Important property in Modern Cryptography and Elliptic Curves - A Beginner’s Guide.

For any prime $p \geq 3$, $U_p$ has exactly $(p - 1) / 2$ squares.

More formally, we are trying to show:

\[\begin{align*} \abs{ \{ x \in U_p \mid \exists y, y \cdot y = x \} } = \frac{p - 1}{2}. \end{align*}\]

In a previous post, we showed that $U_p$ is cyclic.

Let $\phi$ be an isomorphism from $U_p$ to $\mathbb{Z}_{p - 1}$.

Let $x \in U_p$ be given.

\[\begin{align*} \exists y, y \cdot y = x &\iff \exists y, \phi(y) + \phi(y) = \phi(x) \\ &\iff \exists y', y' + y' \equiv \phi(x) \pmod{p - 1} \\ &\iff \phi(x) \in \{ 0, 2, 4, \cdots, (p - 3) \} \end{align*}\]

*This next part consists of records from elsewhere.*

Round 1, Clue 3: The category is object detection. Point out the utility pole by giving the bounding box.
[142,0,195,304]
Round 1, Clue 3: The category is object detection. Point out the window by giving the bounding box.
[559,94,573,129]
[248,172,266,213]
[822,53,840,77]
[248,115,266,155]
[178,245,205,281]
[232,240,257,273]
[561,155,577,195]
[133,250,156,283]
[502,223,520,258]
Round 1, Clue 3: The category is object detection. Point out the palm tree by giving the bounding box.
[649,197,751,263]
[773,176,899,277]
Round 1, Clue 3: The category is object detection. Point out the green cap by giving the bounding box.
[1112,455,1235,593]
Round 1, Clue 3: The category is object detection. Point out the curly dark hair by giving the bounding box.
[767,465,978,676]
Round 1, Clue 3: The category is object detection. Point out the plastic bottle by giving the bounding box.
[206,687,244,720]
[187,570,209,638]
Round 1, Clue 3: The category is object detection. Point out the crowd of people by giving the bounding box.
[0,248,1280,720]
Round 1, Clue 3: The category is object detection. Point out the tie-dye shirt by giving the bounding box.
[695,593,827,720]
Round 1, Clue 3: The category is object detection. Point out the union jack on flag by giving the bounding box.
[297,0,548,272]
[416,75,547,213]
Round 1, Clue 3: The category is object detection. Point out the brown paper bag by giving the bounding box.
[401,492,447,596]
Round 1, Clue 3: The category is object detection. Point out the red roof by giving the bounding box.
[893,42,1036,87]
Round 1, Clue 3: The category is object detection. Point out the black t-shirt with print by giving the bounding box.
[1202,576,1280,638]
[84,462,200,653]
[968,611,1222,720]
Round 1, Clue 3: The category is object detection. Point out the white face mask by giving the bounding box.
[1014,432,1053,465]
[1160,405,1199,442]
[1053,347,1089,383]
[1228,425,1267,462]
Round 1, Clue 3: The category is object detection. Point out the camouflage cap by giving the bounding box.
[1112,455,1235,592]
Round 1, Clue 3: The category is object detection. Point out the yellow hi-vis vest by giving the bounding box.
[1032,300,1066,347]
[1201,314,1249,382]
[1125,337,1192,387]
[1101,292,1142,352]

as $p - 1$ is an even number. Therefore, there are exactly $\frac{p - 1}{2}$ squares.

Now, we will make a (surprisingly accurate) guess on the number of points on an elliptic curve.

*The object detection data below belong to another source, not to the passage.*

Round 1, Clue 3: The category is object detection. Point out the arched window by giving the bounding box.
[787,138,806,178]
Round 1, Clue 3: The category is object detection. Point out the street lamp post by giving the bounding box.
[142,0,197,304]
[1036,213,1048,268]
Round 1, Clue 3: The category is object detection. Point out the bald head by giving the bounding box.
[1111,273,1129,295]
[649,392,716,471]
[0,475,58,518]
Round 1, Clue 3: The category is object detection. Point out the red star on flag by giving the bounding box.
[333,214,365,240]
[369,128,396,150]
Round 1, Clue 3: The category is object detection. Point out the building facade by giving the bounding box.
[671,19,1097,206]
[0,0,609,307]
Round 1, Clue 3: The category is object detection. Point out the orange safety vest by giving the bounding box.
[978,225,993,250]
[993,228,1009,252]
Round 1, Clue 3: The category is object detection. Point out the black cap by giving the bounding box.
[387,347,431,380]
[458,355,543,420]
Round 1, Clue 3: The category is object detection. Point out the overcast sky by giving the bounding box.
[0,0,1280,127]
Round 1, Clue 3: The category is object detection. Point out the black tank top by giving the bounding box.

First, we assume $f$ maps numbers uniformly randomly. More specifically, we assume $f$ maps $\mathbb{Z}_p$ into itself. Then there are exactly $(p - 1) / 2$ $x$’s such that $f(x)$ is a quadratic residue in $U_p$. For each $x$ like that, there are two points $(x, \pm y)$ in an elliptic curve.

Then there is exactly one $x$ such that $f(x) = 0$. That produces one point $(x, 0)$.

Finally, we have $[0, 1, 0]$.

Combining these, we have $(p - 1) + 1 + 1 = p + 1$.

Hasse’s Theorem shows that this estimate is surprisingly accurate.